Plutôt que de continuer à construire de nouveaux logements, nous pourrions déjà réquisitionner tous les logements inoccupés et interdire les activités, devenues clairement abusives et purement lucratives, de location de courte-durée (AirBnB et consorts). Ainsi, nous pourrions loger à coup sûr l’ensemble des personnes qui vivent dans la rue et une bonne partie des migrants déjà présents sur notre territoire. Parallèlement, nous pourrions interdire l’ouverture de tout nouvel hôtel et commencer à allouer une partie du parc total de chambres à des personnes sans logement. Cette mesure peut vous paraître trop radicale. Elle l’est, mais n’oublions pas que tôt ou tard, le tourisme lui-même, tel que nous le connaissons aujourd’hui, finira par disparaître. Bien entendu, nous pourrions commencer par « réquisitionner » les hôtels appartenant aux grandes chaines comme Accor, avant les hôtels indépendants. Et puis, autre idée tout aussi radicale que pourtant de pur bon sens, nous pourrions choisir d’établir un plafond maximal pour la surface d’un logement et diviser en 2, 3, 4… tous les logements d’une taille supérieure afin d’y loger plus de familles, de couples, d’individus. Sans oublier les résidences secondaires. Enfin, le jour où les villes se seront vidées de leurs habitant·e·s – effondrement global oblige – il nous faudra apprendre à réutiliser ce qui est réutilisable des immeubles urbains, si c’est jouable au niveau énergétique évidemment, plutôt que de reconstruire autant de logements en milieu rural ou naturel ! Les grandes civilisations antiques, égyptienne, grecque et romaine, le faisaient déjà.

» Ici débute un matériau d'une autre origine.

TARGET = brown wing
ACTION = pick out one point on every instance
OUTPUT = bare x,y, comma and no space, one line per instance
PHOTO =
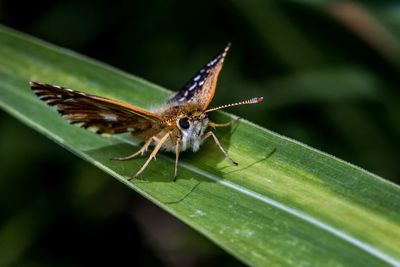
104,116
201,88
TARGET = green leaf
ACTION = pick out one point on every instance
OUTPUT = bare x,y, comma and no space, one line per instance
286,204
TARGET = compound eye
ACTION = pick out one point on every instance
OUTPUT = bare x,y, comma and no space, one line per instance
184,123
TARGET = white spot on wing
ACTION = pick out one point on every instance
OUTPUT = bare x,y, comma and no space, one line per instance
109,117
192,87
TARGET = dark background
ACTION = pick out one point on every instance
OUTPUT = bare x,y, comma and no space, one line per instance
329,74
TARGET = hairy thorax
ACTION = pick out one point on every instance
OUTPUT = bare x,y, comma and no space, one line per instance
187,123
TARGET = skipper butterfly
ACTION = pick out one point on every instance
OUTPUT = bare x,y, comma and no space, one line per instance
180,124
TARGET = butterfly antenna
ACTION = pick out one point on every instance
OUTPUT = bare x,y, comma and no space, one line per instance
253,100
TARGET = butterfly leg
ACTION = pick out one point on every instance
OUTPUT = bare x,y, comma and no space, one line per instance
140,152
152,155
177,150
219,145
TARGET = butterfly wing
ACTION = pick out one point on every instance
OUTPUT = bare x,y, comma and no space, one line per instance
104,116
201,88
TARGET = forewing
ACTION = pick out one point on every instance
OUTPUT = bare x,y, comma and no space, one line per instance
102,115
201,88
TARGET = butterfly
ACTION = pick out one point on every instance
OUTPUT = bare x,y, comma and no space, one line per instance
180,124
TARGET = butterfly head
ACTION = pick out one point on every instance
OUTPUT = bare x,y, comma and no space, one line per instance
192,126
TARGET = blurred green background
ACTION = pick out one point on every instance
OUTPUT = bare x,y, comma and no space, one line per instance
328,70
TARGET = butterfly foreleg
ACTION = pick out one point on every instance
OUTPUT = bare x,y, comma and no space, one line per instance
152,155
177,151
210,133
140,152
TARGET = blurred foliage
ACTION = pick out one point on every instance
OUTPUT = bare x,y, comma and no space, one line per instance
329,72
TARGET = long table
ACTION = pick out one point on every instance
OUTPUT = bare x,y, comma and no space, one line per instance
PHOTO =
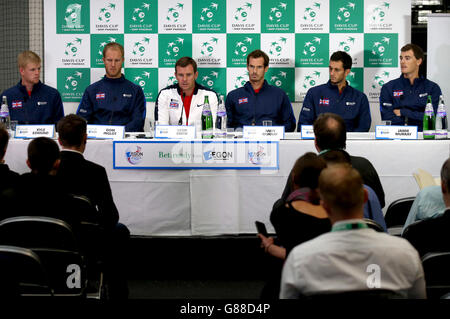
213,202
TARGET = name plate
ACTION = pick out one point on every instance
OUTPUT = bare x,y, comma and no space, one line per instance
396,132
175,131
307,132
263,133
33,131
106,131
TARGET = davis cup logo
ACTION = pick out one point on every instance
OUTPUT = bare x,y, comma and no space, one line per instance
141,79
173,48
140,13
105,13
379,48
208,13
173,13
134,154
241,47
310,80
240,80
345,45
73,16
310,13
71,47
241,13
140,47
277,79
208,80
276,13
345,12
208,47
276,47
71,83
378,14
379,80
310,48
102,45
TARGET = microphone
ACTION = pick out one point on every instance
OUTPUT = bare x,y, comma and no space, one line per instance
180,121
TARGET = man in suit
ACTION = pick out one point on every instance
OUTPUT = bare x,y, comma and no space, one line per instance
351,257
330,134
431,235
79,176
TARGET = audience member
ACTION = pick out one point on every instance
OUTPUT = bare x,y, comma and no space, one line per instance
352,257
432,235
330,134
7,177
427,204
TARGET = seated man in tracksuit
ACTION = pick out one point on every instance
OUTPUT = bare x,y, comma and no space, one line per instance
31,101
258,101
337,96
114,100
403,100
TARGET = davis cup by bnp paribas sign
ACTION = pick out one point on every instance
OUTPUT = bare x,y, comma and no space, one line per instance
298,35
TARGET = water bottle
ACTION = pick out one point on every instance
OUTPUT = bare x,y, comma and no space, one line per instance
4,114
207,123
441,120
221,120
429,121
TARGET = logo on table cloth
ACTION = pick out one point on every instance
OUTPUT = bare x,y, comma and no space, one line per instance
378,14
311,12
105,13
310,80
134,154
72,47
174,13
140,13
208,47
276,47
242,12
379,80
257,157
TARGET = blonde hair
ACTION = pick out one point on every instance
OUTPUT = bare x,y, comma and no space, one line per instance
26,57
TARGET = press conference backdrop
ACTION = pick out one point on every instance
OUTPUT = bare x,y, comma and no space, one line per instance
299,36
438,52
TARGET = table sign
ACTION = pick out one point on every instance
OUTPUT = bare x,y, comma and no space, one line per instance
166,154
396,132
33,131
307,132
175,131
263,133
106,131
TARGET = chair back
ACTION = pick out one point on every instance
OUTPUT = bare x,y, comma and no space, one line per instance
398,211
22,273
436,267
55,244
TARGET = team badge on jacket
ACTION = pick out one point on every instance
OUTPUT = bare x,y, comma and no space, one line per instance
243,100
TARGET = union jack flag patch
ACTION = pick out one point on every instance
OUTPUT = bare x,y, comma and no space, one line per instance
324,101
16,104
243,100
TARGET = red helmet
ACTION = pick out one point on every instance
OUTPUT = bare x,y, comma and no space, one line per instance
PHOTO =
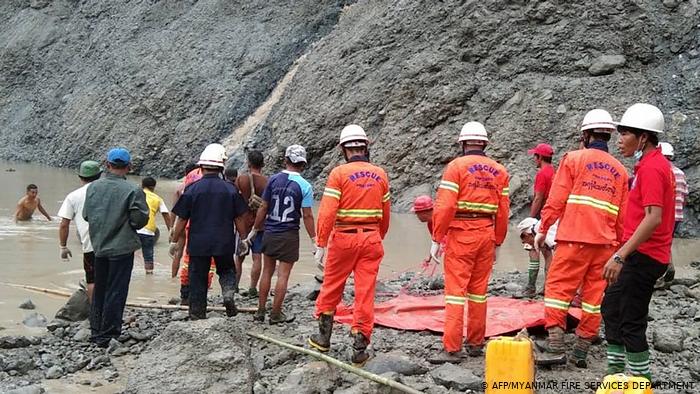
422,203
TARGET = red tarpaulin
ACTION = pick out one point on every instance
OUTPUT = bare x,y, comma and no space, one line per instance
407,312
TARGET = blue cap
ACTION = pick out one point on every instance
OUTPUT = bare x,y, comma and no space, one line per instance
119,156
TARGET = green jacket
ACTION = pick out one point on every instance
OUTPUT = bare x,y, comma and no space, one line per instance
115,209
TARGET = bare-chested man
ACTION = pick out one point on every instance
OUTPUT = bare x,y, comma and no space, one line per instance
30,203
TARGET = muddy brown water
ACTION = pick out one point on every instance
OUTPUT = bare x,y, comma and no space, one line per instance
29,252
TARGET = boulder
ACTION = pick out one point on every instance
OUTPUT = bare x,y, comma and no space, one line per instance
606,64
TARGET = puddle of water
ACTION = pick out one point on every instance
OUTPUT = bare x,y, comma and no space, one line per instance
29,252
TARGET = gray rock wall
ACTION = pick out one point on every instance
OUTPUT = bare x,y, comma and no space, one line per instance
412,72
163,78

Abandonnons l’extractivisme-productivisme, abandonnons le capitalisme, abandonnons le néolibéralisme, abandonnons la mondialisation et les échanges commerciaux internationaux, abandonnons la fabrication et la vente d’armes, abandonnons toute activité toxique, abandonnons la spéculation, abandonnons les intérêts, abandonnons l’avion, abandonnons les paquebots et les cargos, abandonnons les camions, abandonnons l’agriculture dite conventionnelle et tous les intrants chimiques, abandonnons l’élevage intensif tout court, abandonnons la pêche et la chasse, abandonnons le plastique sous toutes ses formes, abandonnons l’emploi et le salaire, abandonnons nos villes non résilientes, abandonnons le suffrage universel, abandonnons la (fausse) démocratie représentative…
Cessons d’essayer de remplacer à tout prix, ABANDONNONS !
100% d’accord, mais notre créativité est dramatiquement stérile à l’instar des déserts que nous fabriquons avec nos modes de vies. Nos cerveaux sont englués dans des schémas délétères, des ornières de pensées qui tournent à vide.